Eu vou planejar com antecedência. Vou dar alguns passos de bom senso, como criar uma diretiva antecipada, um documento que explique que tipo de cuidados médicos eu faço e que não quero até o fim, e quem deve tomar decisões quando eu não puder mais. Eu vou compartilhar isso com minha família. Muitas pessoas têm esses formulários, que incluem proxies e testamentos em vida. Para fazer uma boa diretriz de avanço, vou aprender o máximo possível sobre como é a demência, então minha diretiva estará bem informada. Eu não quero um tubo de alimentação ou um ventilador no final da vida, ou qualquer coisa, exceto o que me traz conforto.

As diretrizes antecipadas são importantes, mas elas só lidam com assistência médica, e isso está longe de ser tudo o que eu preciso para viver bem com demência. Eu vou enfrentar um trabalho duro, que é mudar minha própria mente.
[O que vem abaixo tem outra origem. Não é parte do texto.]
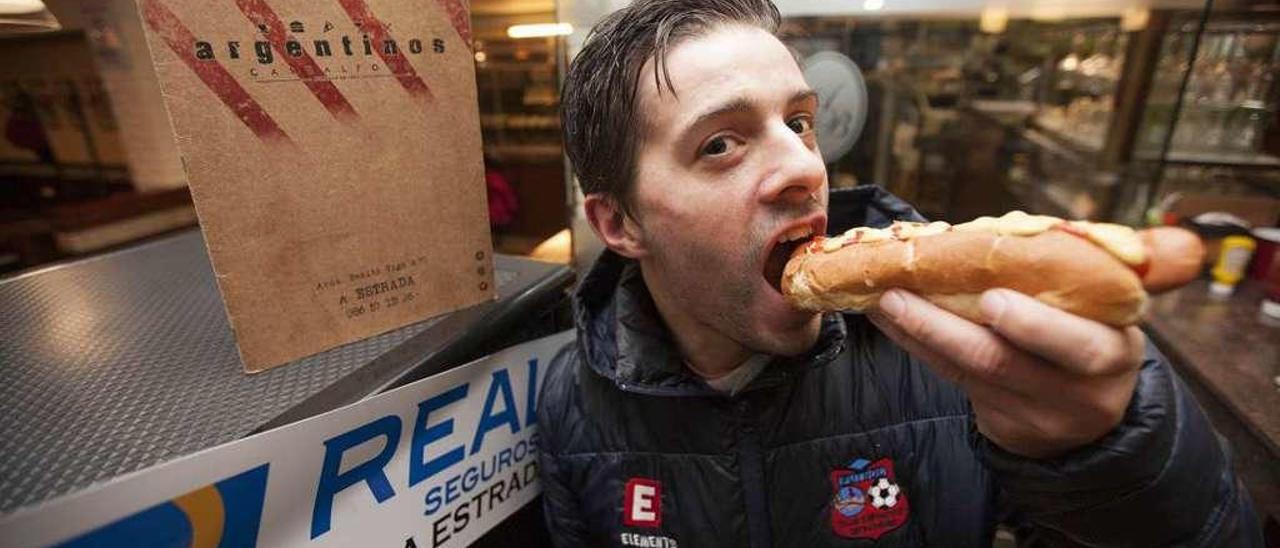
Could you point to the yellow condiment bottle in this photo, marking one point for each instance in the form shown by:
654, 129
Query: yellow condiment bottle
1230, 265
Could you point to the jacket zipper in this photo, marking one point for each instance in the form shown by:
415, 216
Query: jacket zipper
750, 460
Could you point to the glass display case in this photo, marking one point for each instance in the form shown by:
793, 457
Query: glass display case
1097, 117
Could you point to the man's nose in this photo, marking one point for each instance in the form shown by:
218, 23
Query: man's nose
798, 170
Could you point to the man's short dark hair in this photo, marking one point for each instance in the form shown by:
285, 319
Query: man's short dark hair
598, 113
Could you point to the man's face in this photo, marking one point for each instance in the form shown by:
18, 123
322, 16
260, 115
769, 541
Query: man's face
727, 167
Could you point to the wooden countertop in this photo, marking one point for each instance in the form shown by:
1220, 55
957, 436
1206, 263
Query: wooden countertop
1229, 346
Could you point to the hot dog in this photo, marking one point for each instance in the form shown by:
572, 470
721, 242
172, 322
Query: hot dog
1096, 270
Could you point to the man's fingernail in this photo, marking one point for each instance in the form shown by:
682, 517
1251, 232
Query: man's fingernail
892, 305
993, 304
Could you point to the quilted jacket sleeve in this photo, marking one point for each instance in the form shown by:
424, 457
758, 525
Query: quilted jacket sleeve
1161, 478
560, 503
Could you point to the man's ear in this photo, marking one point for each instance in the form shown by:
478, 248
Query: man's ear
613, 225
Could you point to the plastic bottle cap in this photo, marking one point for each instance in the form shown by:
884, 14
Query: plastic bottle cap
1271, 309
1221, 290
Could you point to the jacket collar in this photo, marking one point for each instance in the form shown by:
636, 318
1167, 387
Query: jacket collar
624, 338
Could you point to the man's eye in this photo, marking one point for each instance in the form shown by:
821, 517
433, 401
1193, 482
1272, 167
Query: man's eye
714, 147
800, 124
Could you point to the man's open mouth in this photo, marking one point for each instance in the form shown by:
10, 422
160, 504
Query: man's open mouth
781, 254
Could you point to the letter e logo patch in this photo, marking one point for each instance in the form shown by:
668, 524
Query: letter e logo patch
641, 506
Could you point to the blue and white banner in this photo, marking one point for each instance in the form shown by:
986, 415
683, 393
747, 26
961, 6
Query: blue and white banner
433, 464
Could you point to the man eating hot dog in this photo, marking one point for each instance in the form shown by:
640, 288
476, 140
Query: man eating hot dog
699, 407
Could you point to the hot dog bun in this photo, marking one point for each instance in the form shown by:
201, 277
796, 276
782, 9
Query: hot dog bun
1087, 269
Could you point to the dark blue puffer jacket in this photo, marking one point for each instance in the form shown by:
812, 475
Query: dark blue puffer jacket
854, 442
Vou começar comigo e tentar fazer a mudança que acho que nossa sociedade deveria fazer. Tantas pessoas ouvem “demência” e pensam apenas na fase final, de uma pessoa ligada à cama, muda, com dor. Se tiverem sorte, estão perto da morte. Poderíamos fazer muito para tornar esse final melhor, mas hoje quero falar sobre os 10 anos ou mais de demência que vêm antes do fim.

 Tia Powell

Fonte: Imagem: Tia Powell

Quando somos adolescentes, orgulhosamente construímos novas habilidades e novas formas de independência. A demência é um processo oposto, trazendo uma perda gradual e irreversível das forças cognitivas. Não é só memória. É também a capacidade de planejar, administrar dinheiro, falar fluentemente, até andar. Essas são perdas pesadas, não há como negar isso. Mas há outra maneira de olhar para a demência, um meio copo meio cheio. Eu posso ver você revirar os olhos, mas tente não. Eu não nego que a demência é difícil. Mas isso não acontece em um dia – leva uma década ou mais. E durante esses anos, há muitos pontos fortes que ficam por perto.
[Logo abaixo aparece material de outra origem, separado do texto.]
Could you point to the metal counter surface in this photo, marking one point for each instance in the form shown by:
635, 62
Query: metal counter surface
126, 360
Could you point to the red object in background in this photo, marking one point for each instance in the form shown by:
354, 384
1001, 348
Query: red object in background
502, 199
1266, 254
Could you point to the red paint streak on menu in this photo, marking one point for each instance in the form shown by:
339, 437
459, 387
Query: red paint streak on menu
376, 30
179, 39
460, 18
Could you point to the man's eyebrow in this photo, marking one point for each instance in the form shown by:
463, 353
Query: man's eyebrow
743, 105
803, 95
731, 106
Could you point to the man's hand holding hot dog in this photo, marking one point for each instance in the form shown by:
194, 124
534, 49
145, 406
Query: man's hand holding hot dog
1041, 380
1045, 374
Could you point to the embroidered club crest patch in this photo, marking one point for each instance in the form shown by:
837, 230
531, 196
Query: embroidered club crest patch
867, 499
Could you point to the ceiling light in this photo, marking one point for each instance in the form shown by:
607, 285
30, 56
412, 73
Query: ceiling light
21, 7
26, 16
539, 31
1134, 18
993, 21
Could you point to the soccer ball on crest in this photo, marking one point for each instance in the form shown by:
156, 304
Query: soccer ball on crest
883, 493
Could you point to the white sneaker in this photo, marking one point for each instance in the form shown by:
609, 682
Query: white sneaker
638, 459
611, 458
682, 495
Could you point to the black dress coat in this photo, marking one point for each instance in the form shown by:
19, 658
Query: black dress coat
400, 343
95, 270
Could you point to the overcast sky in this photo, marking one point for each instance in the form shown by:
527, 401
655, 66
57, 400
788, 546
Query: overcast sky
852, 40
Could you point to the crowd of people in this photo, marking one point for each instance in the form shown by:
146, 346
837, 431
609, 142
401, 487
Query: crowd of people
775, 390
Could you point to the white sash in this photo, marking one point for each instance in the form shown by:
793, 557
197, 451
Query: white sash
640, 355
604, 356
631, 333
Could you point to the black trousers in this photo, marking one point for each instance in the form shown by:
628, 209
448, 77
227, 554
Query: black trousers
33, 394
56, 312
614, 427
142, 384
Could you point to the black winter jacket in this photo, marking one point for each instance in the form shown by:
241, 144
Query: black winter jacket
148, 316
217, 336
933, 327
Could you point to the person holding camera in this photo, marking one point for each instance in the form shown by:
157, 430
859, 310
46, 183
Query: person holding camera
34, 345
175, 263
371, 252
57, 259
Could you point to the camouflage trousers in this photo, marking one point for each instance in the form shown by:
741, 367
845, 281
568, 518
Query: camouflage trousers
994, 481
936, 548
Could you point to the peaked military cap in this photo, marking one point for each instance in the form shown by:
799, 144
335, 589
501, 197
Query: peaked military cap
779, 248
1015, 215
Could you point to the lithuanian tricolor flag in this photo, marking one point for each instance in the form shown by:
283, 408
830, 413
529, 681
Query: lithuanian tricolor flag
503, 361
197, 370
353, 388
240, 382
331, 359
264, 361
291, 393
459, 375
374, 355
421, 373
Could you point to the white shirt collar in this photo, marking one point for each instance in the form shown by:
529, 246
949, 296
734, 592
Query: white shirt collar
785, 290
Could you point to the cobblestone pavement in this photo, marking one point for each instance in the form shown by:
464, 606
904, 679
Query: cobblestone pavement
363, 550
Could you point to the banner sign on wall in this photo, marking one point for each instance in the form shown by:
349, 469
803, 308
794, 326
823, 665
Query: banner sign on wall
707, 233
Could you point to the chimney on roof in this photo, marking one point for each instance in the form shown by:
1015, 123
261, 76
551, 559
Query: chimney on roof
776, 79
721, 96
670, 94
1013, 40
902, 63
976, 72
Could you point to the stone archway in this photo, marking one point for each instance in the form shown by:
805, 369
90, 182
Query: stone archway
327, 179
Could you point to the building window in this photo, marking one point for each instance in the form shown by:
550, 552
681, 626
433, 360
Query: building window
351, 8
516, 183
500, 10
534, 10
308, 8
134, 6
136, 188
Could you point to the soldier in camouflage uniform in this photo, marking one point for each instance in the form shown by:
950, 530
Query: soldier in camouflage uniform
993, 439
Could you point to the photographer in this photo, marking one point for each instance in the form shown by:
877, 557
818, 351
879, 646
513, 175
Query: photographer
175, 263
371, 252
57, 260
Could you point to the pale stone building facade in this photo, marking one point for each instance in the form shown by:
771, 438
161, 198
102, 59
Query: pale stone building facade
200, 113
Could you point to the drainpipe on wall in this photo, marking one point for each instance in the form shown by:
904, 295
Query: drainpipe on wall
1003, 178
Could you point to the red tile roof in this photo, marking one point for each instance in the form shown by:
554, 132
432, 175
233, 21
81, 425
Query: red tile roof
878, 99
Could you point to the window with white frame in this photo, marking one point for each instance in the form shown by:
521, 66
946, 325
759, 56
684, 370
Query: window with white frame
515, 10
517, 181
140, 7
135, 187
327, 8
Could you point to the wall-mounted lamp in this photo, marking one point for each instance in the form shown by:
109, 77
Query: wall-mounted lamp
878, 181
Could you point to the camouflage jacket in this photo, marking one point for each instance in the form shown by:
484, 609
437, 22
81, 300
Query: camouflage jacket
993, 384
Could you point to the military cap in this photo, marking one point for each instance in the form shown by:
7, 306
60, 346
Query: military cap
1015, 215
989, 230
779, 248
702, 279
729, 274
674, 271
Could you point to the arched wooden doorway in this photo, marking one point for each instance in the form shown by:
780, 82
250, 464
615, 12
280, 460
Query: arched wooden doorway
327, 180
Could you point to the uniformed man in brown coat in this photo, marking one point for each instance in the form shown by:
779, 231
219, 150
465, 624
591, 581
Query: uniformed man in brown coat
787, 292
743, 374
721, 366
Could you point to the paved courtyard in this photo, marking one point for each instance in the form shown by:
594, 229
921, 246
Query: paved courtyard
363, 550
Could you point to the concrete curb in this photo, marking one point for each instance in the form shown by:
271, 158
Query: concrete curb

A demência pode ser menos difícil se nos concentrarmos e apoiarmos os atributos positivos que permanecem. Por exemplo, muitos mantêm o amor pela música. Muitas cidades recebem coros para pessoas com demência, muitas vezes com seus parceiros. Cantar traz alegria para aqueles com e sem demência. Essa atividade feliz e compartilhada pode fazer toda a diferença em um dia para alguém com demência e para aqueles que cuidam dela. Da mesma forma, muitos museus e grupos de defesa criaram grandes programas que convidam as pessoas com demência a olhar e apreciar a arte. Esses programas trazem alegria para aqueles com demência através de uma variedade de caminhos, incluindo a experiência da beleza, a chance de despertar uma memória de muito tempo atrás e a oportunidade de compartilhar significado através de imagens quando as palavras não vêm mais facilmente. Arts and Minds é um desses programas, com sede em Nova York, que trabalha com vários museus para organizar programas para pessoas com demência e seus cuidadores. Parece uma explosão. Se eu tiver demência, me inscreva.
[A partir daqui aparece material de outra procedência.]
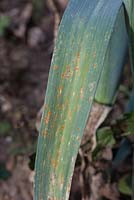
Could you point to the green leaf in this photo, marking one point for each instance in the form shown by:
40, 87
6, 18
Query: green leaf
78, 60
124, 185
129, 5
105, 137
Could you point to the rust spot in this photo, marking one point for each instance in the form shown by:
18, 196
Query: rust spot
54, 163
47, 118
60, 88
45, 133
94, 65
55, 67
62, 127
81, 93
68, 73
78, 56
78, 138
77, 69
70, 115
90, 99
94, 54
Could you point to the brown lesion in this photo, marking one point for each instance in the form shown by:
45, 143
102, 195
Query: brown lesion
45, 133
47, 118
81, 93
60, 89
94, 65
55, 67
68, 73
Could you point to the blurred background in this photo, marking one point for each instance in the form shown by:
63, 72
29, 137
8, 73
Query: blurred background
28, 29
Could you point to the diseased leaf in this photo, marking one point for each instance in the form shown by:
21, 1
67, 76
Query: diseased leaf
80, 53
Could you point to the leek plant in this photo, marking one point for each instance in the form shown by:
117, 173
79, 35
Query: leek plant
87, 62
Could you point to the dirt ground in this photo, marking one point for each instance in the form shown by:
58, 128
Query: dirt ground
25, 53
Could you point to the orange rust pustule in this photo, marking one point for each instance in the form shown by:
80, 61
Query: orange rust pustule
55, 67
47, 118
68, 73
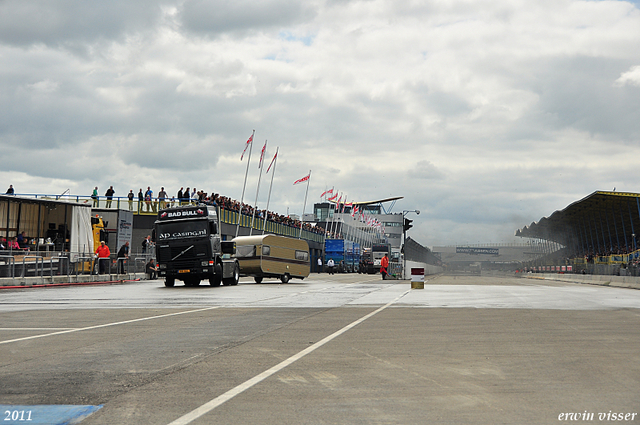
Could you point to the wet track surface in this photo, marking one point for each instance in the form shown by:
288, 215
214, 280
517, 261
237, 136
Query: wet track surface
330, 349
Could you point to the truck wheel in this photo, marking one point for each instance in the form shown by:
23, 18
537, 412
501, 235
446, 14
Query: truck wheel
216, 279
192, 282
235, 278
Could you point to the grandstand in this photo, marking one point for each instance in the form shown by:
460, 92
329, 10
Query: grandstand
595, 235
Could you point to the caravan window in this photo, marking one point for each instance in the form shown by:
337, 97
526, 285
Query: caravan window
243, 251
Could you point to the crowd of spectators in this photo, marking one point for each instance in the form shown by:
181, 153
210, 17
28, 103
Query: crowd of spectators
188, 196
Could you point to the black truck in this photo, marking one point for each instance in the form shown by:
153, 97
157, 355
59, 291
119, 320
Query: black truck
189, 247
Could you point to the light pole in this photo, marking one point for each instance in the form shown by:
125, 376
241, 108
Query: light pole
406, 225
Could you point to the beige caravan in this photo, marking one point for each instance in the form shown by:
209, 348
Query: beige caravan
272, 256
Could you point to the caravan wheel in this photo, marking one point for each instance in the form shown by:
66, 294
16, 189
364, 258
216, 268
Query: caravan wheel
235, 278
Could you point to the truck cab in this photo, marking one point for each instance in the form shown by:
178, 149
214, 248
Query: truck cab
189, 247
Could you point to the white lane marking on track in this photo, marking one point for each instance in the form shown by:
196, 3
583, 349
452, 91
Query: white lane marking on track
35, 329
124, 322
210, 405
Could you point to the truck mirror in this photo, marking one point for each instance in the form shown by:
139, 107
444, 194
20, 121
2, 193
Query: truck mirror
228, 247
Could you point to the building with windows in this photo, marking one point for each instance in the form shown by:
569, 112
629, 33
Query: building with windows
353, 221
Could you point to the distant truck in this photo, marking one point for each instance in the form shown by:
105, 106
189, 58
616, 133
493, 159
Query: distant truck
344, 253
189, 247
377, 252
276, 256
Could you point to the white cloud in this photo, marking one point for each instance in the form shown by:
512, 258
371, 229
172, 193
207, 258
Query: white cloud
484, 115
630, 77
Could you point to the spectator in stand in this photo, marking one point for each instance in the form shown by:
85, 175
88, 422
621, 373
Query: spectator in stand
151, 270
123, 254
13, 243
22, 239
146, 244
94, 196
109, 194
130, 196
162, 198
185, 196
140, 200
102, 254
148, 199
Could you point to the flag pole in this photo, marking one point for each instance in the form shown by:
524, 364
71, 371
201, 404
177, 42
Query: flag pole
245, 183
304, 205
275, 162
253, 217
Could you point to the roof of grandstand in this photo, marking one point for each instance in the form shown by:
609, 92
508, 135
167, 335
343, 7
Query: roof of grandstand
607, 218
380, 201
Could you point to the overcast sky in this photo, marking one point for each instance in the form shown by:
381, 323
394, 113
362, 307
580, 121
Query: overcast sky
484, 115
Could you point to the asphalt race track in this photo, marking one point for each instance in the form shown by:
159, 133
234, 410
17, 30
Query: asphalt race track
341, 349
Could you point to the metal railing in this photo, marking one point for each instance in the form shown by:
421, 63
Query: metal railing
60, 264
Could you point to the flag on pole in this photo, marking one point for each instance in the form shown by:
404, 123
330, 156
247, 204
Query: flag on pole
304, 179
246, 145
272, 161
264, 148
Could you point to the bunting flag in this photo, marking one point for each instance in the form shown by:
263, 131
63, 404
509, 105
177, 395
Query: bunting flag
304, 179
273, 160
246, 145
264, 149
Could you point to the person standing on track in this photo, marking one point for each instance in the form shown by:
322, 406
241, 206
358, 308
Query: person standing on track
384, 266
103, 254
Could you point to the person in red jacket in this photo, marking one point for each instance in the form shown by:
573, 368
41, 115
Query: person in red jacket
103, 253
384, 266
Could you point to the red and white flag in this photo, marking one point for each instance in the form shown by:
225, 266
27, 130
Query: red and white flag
304, 179
327, 192
264, 149
273, 160
246, 145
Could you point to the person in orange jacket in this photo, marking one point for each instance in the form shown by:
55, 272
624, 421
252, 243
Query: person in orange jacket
384, 266
103, 253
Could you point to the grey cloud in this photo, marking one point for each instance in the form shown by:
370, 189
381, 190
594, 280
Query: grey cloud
578, 93
26, 22
237, 16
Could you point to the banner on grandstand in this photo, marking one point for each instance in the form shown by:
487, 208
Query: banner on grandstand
476, 251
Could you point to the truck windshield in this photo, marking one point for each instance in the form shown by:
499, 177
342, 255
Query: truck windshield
182, 230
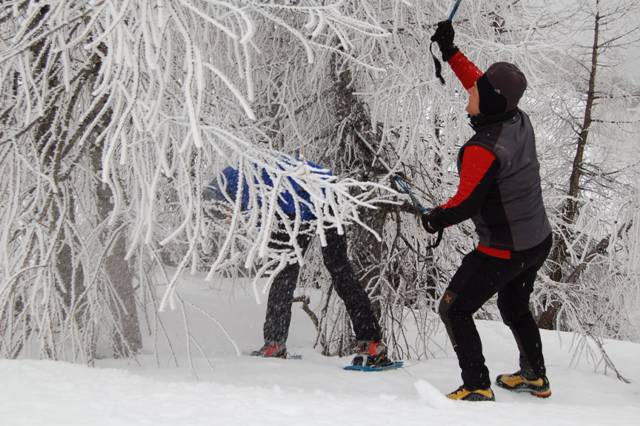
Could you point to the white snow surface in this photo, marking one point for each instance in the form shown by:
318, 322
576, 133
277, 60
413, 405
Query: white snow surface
243, 390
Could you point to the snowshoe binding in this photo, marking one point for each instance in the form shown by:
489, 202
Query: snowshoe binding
519, 382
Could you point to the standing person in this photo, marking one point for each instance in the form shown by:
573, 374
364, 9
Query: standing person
370, 349
499, 190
Enquanto tento remodelar minha própria visão de demência, continuarei procurando por coisas que tenham o potencial de me fazer feliz quando perder habilidades e capacidades. Não estou ansioso pelo dia em que não posso mais ler ficção, já que amo fazer isso. Mas se eu tiver demência, esse dia pode chegar. Eu sou mais capaz de pensar em alternativas agora enquanto minha mente está em plena força, então eu vou chegar a ela. Estou planejando voltar aos livros infantis. Alguns podem achar isso infantilizante, mas não eu. Um bom livro é um bom livro, e na verdade sou meio que uma desculpa para voltar aos livros que adorei ler para meus filhos. Dr. Seuss é engraçado e, como dizem, ele é engraçado para crianças de todas as idades. Idem Maurice Sendak. Quando eu não posso lê-los eu aposto que vou ter alguém para lê-los para mim. Os livros sempre me trouxeram sentimentos felizes, e estou apostando que o livro certo ainda fará isso se eu começar o caminho da demência.

Um ótimo artigo no The Washington Post falou sobre um movimento para afastar a demência da “narrativa da tragédia”. Estou a bordo. A demência é difícil – não há nada mais fácil do que encontrar tristeza lá. O que requer um pouco mais de criatividade e uma mudança na maneira como todos pensamos é encontrar alguma luz – talvez apenas um pouco de luz manchada, mas isso é um começo.